At a separate event Wednesday, New York Fed President John Williams noted that the Fed is purchasing “an extremely high level of assets already,” a characterization that appeared to signal little appetite for doing more.
Still, he suggested the door on more purchases isn’t closed.
“Clearly in the future we’ll continue to assess what’s the best use of our tools to achieve our goals,” Williams said.
Both Williams, in a rather elliptical way, and Evans, very directly, called for more federal spending to pull households and businesses through the pandemic recession.

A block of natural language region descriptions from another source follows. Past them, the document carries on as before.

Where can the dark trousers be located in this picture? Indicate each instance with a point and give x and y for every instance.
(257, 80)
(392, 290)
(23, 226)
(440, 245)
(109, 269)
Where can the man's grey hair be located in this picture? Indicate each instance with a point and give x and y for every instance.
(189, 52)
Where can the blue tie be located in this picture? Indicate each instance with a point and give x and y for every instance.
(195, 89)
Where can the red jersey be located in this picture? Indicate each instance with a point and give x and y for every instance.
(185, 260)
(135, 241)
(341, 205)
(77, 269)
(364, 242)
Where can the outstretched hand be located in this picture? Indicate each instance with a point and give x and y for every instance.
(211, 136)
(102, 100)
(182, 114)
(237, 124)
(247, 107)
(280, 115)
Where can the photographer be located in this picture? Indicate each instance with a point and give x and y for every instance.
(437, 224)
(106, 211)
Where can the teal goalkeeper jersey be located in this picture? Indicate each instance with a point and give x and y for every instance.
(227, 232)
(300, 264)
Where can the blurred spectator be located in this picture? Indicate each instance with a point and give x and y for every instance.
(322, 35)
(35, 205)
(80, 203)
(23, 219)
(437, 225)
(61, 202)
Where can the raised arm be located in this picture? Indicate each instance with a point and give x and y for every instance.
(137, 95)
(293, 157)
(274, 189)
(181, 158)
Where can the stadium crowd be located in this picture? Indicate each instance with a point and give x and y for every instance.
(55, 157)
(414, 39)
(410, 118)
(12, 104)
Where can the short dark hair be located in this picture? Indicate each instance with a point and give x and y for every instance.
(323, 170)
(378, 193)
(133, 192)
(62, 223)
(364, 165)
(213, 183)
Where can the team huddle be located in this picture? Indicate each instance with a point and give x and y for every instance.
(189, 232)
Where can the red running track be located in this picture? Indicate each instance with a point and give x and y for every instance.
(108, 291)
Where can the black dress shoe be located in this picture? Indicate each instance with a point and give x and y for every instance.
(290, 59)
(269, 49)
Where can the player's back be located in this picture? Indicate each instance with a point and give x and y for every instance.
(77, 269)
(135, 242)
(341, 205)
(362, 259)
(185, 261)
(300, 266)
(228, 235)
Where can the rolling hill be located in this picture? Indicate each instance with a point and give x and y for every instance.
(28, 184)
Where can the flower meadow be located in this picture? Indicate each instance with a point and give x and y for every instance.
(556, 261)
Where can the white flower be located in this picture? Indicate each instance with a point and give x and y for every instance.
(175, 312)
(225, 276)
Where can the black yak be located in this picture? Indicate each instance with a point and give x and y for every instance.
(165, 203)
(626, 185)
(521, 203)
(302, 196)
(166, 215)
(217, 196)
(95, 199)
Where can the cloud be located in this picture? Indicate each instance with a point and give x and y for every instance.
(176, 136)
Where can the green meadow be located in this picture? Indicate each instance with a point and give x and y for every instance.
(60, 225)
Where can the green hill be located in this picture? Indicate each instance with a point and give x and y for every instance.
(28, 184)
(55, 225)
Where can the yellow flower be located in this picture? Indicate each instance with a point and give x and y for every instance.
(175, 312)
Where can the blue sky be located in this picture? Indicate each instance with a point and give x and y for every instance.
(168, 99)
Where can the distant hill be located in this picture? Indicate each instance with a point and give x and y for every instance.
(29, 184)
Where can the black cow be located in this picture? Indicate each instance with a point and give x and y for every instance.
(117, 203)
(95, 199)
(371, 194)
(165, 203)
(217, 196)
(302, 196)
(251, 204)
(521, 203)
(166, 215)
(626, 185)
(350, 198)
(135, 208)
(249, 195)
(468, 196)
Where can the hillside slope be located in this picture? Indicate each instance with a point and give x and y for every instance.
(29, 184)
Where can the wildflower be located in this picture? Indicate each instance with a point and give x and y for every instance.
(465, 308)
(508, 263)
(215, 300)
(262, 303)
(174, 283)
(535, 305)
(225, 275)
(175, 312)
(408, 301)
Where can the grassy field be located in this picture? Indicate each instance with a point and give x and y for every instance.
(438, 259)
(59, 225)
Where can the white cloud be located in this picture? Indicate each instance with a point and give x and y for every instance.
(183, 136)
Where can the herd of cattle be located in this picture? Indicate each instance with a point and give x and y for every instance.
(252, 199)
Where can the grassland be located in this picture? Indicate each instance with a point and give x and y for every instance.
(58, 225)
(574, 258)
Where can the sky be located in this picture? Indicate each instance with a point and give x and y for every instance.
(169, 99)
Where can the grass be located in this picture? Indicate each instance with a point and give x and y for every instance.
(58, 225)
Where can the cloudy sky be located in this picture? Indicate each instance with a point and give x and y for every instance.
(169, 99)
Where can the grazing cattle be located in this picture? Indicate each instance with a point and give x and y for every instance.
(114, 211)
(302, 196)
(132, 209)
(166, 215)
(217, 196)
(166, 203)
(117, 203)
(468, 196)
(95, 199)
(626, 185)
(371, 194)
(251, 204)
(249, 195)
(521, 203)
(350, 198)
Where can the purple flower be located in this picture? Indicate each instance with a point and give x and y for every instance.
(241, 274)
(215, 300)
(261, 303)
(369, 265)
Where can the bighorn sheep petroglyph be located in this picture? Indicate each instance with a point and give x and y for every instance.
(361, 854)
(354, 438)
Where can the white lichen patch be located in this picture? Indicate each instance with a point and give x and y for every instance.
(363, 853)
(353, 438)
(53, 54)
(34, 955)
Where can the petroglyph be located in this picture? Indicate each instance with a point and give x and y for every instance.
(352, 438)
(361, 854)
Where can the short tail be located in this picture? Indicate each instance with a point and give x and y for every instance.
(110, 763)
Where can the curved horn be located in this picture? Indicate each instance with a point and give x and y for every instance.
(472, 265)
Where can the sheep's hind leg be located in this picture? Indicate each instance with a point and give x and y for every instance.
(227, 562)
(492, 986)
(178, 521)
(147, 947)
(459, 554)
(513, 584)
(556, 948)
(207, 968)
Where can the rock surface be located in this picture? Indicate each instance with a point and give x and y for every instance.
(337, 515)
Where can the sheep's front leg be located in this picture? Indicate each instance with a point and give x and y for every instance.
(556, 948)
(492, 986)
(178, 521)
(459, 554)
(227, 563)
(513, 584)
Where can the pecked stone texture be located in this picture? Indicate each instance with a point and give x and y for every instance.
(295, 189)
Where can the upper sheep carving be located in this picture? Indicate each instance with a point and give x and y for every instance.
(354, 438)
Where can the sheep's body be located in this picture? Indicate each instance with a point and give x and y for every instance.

While the economy has bounced back more quickly than many had expected from the depths of the crisis, the labor market is still down 11 million jobs from where it was in March. Many of those losses are looking to become permanent in sectors still hard-hit by the pandemic such as leisure, travel and restaurants, creating hardship for laid off workers.
The situation argues for “timely” action by government, Evans said.
President Donald Trump on Tuesday called off negotiations on a broad stimulus bill until after what he said would be his reelection in November. Democratic presidential nominee Joe Biden is leading in the polls less than four weeks before the Nov. 3 election.